Yes, it looks like a neural network activation function. That’s because it is. This kernel originated from early attempts to make SVMs behave like neural nets. Here’s the honest truth: it’s rarely a good choice. Its behavior is erratic and it’s not even guaranteed to be a valid kernel (i.e., positive semi-definite) in all situations, which can cause the optimization to fail or behave poorly. I’m mentioning it so you know it exists, but my strong advice is to steer clear unless you have a very specific, documented reason to use it and you’re willing to spend hours tuning gamma and r (often called coef0 in libraries) to maybe, possibly, get it to work. Just use RBF.

Best Practices and Pitfalls

Scale Your Data: I said it before, I’ll scream it from the rooftops. Kernels like RBF and Polynomial are based on distances and dot products. If one feature has a range of 0-1000 and another has a range of 0-1, the first feature will completely dominate the calculation. Use StandardScaler or MinMaxScaler. Always.
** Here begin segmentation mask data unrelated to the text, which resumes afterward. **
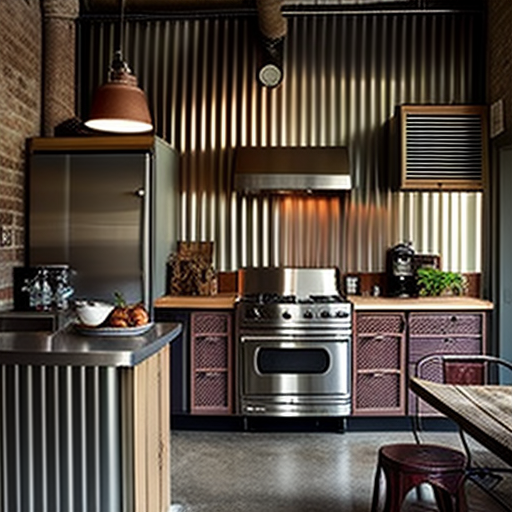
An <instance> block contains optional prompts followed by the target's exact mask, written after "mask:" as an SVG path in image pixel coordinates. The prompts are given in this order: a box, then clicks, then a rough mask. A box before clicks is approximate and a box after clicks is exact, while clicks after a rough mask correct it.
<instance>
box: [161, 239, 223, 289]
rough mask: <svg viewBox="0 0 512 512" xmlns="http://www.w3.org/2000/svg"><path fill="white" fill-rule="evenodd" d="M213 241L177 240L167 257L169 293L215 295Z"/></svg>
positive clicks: (216, 286) (214, 277)
mask: <svg viewBox="0 0 512 512" xmlns="http://www.w3.org/2000/svg"><path fill="white" fill-rule="evenodd" d="M212 260H213V242H178V251H177V252H175V253H172V254H171V256H170V258H169V262H168V265H169V276H170V283H169V293H170V295H215V294H216V293H217V278H216V274H215V270H214V268H213V265H212Z"/></svg>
Tune Hyperparameters Systematically: Don’t guess. Use GridSearchCV or RandomizedSearchCV to find the best C and gamma (and degree if you’re brave enough for Polynomial). Your model’s performance is almost entirely dependent on this.
Beware of Overfitting (The RBF Special): A model with a very high gamma and a very high C will create an incredibly complex boundary that perfectly separates every training point, including the noise. It will be useless on new data. Your validation score is your truth detector.
Interpretability Goes Out the Window: The moment you use any of these kernels, you can no longer look at the coefficients of the SVM and explain the model in the original feature space. The “support vectors” are your model now. You’re trading interpretability for power.